Cocaine inhibits the reuptake of monoamines at the synaptic cleft to prolong sympathetic output. This adrenergic hyperresponsiveness mimics thyrotoxicosis as it replicates sodium/potassium ATPase hyperactivity, causing a cellular influx of potassium (hypokalemia), hyperpolarization, and sodium channel inactivation that presents as sudden, painless muscle weakness and paralysis.
A 30-year-old female with no past medical history was evaluated in the ED for acute lower extremity weakness that ascended to the upper extremities within < 12 hours. Labs were significant for hypokalemia at 1.6, elevated inflammatory markers, elevated Free T4 at 2.58, and low TSH at < 0.015. Urine drug screen was positive for cannabis and cocaine. Serum toxicology was negative. MRI of the T-spine and L-spine were unremarkable. Lumbar puncture was unremarkable.

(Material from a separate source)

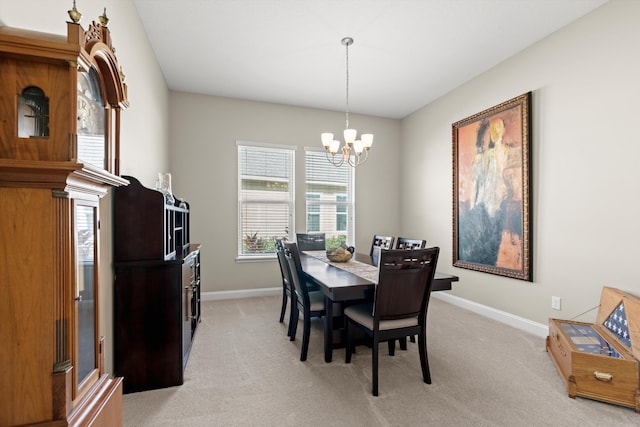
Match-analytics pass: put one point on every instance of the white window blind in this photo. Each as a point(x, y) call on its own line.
point(330, 198)
point(265, 197)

Cranial nerves were intact. Strength was 1/5 throughout, including at the neck. Flaccid tone. Lower extremity reflexes were 2+. Negative Babinski. Positive Hoffman bilaterally. Preserved sensation.
The patient was admitted to the ICU, intubated for impending respiratory distress, and treated with IVIg. MRI of the C-spine was unremarkable. Further labs demonstrated elevated Free T3 at 7.13 and positive anti-TPO antibodies, significant for Grave’s disease. Urine labs were substantial for distal RTA. Anti-SSA and SSB antibodies were positive, indicating likely Sjogren’s syndrome (SS). Ganglioside panel was negative. Potassium was aggressively repleted. By day 1, the patient was moving all four extremities, and IVIg was discontinued. By day 2, she was successfully extubated. She was ambulating without difficulty on discharge.
Secondary hypokalemic periodic paralysis may mimic Guillain Barre syndrome (GBS), a life-threatening demyelinating neuropathy that presents as rapidly progressive, symmetric, ascending paralysis or paresthesia with loss of reflexes. In our case, cocaine was the most plausible trigger for hypokalemia.